In 2018, we designed a quasi-experimental evaluation to measure the impact of Southern New Hampshire University’s (SNHU) tertiary education program in Cape Town, South Africa. Our recruitment efforts revealed differences between the recruited comparison group and the treatment group, rendering our original evaluation design no longer viable. Below we describe how we amended our design, what we were still able to learn and inform, and how we were transparent about what we could and could not measure.

Southern New Hampshire University (SNHU) designed a tertiary education program, which employs a blended learning, competencies-based approach in low- and middle-income countries. In Rwanda, the program is implemented with Kepler, a local education organization, and targets low-income students who otherwise might have few opportunities to enroll in a university program. Our six-year evaluation of that program found that SNHU-Kepler had large and statistically significant improvements in student learning and post-graduation employment outcomes, compared to a matched comparison group. When SNHU introduced the program in South Africa with its implementing partner, the Scalabrini Centrewe wanted to understand the program’s impact in a new country, with a new implementing partner. Unlike the program in Kigali, this program specifically targeted students from refugee and asylum-seeker communities.

As in the original study in Rwanda, SNHU and the Scalabrini Centre did not want to randomly select students to receive access to the program, since this would mean withholding the program from the most deserving applicants. We, therefore, decided to mimic the evaluation design used in Rwanda which had worked well: recruit a group of students from local universities and then construct a comparison group by matching university students to SNHU-Scalabrini students on observable characteristics. Through a similar recruitment and screening process, we were able to identify a large number of university students with similar demographic backgrounds and baseline learning levels to that of the SNHU-Kepler students who did not apply to the program for likely arbitrary reasons (e.g. they were unaware of the program).

We ran into two primary challenges with this process in Cape Town. First, as described in a previous blog post, we faced difficulties finding and recruiting enough students with refugee or asylum seeker status enrolled in universities.
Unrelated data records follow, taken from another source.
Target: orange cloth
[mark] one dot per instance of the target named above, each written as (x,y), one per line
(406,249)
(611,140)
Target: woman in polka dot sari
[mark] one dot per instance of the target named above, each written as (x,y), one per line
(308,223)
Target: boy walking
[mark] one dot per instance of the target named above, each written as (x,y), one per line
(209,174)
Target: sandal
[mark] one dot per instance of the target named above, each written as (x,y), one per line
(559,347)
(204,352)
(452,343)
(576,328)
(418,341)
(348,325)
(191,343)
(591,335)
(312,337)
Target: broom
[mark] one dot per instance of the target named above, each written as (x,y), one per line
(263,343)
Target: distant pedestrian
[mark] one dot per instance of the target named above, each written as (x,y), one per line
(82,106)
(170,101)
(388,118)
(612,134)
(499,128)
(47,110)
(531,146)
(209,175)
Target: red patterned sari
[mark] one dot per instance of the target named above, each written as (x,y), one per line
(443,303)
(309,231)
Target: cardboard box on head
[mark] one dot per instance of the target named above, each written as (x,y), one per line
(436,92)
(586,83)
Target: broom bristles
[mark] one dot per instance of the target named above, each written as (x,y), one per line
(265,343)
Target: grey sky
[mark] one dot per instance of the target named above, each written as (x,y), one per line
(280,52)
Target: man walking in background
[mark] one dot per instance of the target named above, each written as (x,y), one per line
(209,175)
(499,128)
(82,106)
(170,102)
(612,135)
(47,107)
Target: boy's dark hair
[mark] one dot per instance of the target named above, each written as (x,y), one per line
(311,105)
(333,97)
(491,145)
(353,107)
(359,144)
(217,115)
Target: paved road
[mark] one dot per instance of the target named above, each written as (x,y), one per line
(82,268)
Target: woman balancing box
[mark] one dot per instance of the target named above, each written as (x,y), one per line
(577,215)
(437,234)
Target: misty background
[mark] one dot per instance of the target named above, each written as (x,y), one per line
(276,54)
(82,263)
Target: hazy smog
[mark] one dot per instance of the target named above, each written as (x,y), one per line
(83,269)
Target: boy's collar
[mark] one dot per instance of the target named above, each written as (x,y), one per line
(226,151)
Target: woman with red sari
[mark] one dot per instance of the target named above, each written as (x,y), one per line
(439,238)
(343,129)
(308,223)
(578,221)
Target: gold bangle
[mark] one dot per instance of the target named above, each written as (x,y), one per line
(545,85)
Second, on average, the comparison group differed from the treatment group on key socioeconomic demographics and baseline learning levels. Moreover, the relatively small comparison group did not allow enough flexibility to drop students who did not match with the treatment students. We were ultimately left with only a fraction of university students who were appropriate matches for SNHU-Scalabrini students, leaving us with an insufficient sample size to rigorously estimate program effects.

As a result, we had to pause and reconsider our design. We needed to either abandon the evaluation or figure out how to amend our approach mid-way through the study. We were committed to understanding how the program impacts students from refugee and asylum seeker communities since SNHU was focusing on these students as it scaled the original program beyond Kigali. We, therefore, decided to amend the evaluation design to include three methods (subgroup matching, difference-in-differences, and weighted differences), even if this meant a more complex interpretation of results or limitations around impact claims. Below we reflect on lessons learned during this process.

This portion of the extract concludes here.